One further near-term concern is posed by rising inflation. India's headline consumer price inflation (CPI) ticked up to 5.4% y-o-y in June from May's print of 5.0% y-o-y, and we expect the Reserve Bank of India (RBI) to keep its repurchase (repo) rate steady at 7.25% at its upcoming August meeting, as it remains cautious with regard to the potential upside risks to inflation. This removes one potential source of near-term stimulus to the Indian new vehicle sales market, as lower rates will not be passed onto auto loans. That said, we believe that inflation in India will remain relatively subdued over the medium term due to improvements in supply side issues, in turn providing room for the Indian central bank to reduce its key policy rate by 25bps to 7.00% by March 2016, in an effort to support the recovering economy. Lower interest rates at this stage could provide a fillip to FY16/17 new auto sales, which we currently see growing by 6.1% y-o-y.
Turning to production, with Prime Minister Narendra Modi having now spent over 12 months in office, the impact of his 'Make In India' policy is already apparent in the autos sector. BMI's own tracking of auto production investment projects shows that, since the policy was launched in late September 2014, investment projects worth at least INR306bn (USD4.8bn) have been announced in the country, with the actual total likely to be higher as some projects were announced without values.
The projects are far-reaching, covering both original equipment manufacturers (OEMs) and component suppliers, domestic companies and international majors. While some projects may have already been in the pipeline regardless of government policy, some companies, such as VW, have named 'Make In India' as a factor in their decision.

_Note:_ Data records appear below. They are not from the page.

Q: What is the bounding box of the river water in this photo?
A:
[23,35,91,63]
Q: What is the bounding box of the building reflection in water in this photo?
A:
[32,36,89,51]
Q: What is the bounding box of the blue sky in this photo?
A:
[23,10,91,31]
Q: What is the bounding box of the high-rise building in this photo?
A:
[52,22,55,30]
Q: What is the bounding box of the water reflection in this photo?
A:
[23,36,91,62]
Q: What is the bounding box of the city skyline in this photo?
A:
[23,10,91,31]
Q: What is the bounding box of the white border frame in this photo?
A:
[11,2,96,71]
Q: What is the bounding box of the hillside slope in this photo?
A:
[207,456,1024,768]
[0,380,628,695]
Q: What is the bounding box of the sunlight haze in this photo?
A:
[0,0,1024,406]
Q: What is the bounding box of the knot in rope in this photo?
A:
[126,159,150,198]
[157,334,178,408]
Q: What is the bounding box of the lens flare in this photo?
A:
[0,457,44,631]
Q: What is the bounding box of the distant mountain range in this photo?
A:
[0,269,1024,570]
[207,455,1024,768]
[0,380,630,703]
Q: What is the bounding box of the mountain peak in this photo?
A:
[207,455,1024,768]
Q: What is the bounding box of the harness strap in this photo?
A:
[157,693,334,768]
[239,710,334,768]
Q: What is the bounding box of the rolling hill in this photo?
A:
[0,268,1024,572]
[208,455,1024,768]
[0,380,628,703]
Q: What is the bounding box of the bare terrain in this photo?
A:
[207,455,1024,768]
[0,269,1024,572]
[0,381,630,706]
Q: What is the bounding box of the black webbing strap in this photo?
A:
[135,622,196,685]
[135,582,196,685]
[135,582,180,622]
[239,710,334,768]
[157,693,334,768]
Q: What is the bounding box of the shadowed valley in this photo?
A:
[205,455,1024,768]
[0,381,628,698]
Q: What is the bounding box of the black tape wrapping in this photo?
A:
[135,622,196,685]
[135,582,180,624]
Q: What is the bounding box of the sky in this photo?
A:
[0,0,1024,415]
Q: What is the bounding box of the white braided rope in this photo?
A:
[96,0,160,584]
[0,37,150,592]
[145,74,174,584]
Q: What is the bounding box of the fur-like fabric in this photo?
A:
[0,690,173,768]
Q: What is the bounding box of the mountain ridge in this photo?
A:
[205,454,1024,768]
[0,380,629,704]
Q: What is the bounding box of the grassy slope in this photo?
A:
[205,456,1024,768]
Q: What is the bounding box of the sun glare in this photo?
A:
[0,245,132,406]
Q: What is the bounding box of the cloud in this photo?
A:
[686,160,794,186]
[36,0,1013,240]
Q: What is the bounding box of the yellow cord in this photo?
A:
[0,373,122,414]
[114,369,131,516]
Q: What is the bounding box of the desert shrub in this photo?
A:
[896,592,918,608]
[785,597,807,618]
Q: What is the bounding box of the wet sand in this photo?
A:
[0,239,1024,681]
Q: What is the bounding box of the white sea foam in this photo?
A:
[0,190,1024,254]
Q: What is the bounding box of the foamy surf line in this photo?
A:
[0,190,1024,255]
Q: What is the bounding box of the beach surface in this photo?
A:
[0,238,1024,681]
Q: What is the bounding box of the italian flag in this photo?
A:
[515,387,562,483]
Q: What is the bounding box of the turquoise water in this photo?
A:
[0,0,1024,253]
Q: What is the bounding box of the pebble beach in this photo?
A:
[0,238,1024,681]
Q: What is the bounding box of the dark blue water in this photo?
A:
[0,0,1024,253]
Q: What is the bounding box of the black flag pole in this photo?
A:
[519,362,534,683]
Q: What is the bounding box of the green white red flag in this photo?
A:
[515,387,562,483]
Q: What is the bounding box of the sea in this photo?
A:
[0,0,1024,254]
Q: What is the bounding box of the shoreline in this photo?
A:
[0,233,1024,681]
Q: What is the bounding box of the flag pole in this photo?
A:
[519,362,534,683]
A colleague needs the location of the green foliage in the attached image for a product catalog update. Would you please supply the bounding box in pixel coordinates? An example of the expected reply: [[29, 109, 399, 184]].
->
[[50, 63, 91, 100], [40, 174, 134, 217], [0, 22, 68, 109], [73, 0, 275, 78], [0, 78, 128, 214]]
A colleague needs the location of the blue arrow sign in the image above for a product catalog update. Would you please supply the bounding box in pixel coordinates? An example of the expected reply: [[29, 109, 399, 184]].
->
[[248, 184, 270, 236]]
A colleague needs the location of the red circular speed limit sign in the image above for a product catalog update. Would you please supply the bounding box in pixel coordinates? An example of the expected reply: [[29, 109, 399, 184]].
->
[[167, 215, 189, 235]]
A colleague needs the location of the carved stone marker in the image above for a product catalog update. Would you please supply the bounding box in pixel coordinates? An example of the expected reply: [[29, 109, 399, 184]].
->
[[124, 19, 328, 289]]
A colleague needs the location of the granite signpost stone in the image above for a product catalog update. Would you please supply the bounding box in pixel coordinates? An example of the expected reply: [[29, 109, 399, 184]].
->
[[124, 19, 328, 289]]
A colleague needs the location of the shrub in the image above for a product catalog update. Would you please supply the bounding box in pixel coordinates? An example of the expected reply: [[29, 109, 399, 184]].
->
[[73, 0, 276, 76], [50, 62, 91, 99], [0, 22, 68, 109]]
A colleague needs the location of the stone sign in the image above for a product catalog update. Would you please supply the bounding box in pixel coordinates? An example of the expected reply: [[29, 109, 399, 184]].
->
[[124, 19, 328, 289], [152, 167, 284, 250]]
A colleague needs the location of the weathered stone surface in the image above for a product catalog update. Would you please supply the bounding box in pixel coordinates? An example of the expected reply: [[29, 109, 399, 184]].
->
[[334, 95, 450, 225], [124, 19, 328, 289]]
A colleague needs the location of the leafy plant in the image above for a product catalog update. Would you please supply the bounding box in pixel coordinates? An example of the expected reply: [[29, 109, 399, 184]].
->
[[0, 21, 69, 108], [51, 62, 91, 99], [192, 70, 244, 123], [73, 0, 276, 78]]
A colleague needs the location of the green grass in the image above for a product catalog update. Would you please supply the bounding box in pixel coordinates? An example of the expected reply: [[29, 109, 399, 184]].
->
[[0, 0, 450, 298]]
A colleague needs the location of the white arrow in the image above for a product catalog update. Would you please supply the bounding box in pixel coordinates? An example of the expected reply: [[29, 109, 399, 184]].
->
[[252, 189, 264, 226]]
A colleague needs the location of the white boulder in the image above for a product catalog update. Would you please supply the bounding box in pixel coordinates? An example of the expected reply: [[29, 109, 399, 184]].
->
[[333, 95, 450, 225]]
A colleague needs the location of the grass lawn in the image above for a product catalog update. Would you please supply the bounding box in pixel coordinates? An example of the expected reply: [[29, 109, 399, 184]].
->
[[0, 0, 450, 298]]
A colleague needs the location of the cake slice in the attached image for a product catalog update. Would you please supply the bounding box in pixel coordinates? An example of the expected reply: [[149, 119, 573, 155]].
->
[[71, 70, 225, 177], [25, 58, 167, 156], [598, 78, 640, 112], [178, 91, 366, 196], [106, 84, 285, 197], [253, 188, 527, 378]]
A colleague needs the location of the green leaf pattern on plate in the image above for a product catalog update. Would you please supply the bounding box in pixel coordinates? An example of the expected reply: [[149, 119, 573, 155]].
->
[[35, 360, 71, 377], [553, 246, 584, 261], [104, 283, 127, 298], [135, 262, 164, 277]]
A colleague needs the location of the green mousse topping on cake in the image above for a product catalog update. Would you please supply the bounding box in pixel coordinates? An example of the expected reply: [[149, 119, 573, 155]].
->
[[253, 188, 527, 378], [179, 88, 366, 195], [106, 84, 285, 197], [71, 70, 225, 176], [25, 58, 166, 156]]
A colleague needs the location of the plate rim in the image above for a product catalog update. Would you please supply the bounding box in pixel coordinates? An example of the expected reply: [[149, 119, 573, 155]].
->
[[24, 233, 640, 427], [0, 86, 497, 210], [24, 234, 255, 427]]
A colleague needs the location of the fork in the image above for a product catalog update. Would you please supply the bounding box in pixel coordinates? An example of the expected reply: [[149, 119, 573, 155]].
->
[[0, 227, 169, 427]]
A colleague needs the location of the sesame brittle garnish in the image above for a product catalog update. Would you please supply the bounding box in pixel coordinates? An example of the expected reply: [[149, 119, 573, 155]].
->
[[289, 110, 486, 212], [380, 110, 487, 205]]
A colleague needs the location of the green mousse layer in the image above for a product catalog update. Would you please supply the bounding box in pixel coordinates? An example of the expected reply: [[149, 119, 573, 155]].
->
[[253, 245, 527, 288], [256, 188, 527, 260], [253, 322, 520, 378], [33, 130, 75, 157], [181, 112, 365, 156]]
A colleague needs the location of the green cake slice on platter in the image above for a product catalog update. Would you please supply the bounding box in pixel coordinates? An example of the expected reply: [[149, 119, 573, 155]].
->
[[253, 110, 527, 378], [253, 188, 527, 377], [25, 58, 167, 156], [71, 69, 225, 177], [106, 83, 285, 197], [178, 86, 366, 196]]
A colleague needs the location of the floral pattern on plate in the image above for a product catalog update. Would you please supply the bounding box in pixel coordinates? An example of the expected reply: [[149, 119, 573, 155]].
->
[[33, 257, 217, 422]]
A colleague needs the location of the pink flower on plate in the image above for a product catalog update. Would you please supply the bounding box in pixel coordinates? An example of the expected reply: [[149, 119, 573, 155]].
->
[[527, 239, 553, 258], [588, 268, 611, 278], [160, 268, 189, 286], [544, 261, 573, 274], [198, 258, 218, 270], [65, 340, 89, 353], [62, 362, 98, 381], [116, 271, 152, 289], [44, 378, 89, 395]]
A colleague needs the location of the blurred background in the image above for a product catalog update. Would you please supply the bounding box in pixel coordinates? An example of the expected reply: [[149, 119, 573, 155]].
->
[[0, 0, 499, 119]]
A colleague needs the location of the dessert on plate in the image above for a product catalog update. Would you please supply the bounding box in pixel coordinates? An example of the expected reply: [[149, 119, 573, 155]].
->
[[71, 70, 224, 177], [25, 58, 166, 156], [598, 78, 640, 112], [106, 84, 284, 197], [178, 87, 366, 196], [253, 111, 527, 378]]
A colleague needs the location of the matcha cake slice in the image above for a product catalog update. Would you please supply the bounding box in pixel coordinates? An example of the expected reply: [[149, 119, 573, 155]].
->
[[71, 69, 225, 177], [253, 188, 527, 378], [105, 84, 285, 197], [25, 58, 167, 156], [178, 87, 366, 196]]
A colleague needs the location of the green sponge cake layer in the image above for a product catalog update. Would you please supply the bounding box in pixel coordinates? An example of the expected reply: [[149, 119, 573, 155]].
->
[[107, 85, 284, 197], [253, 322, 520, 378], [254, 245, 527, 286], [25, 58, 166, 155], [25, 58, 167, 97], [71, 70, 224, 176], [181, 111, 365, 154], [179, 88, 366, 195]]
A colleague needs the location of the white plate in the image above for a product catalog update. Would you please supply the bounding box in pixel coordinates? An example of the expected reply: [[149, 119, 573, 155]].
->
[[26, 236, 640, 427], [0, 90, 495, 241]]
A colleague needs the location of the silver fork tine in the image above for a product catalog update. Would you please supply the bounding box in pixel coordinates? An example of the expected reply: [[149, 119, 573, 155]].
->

A key theme is that companies are looking to make India a global hub for exports and in some cases at the expense of other countries.
The Indian new motorcycle market (16mn units sold in FY14/15) is five times the size of its four-wheeled equivalent (3.2mn units sold in FY14/15). Looking forward, BMI expects this dominance by two-wheeled vehicles to continue over our forecast period to 2019. This is because motorcycles are cheaper and, therefore, more affordable to Indian consumers.
Looking forward, BMI believes that the long-term outlook remains positive for the motorcycle segment, given low penetration rates; with around 23% of urban households and less than 10% of rural households owning a motorcycle (penetration in neighbouring countries such as Thailand and Malaysia is six times higher). We expect demand to remain strong for the next four years, with unit sales targeted to reach 23.4mn in 2019. As a testament to the country's growing market, Honda has announced that it will build the world's largest scooter plant in Gujarat by end-2015.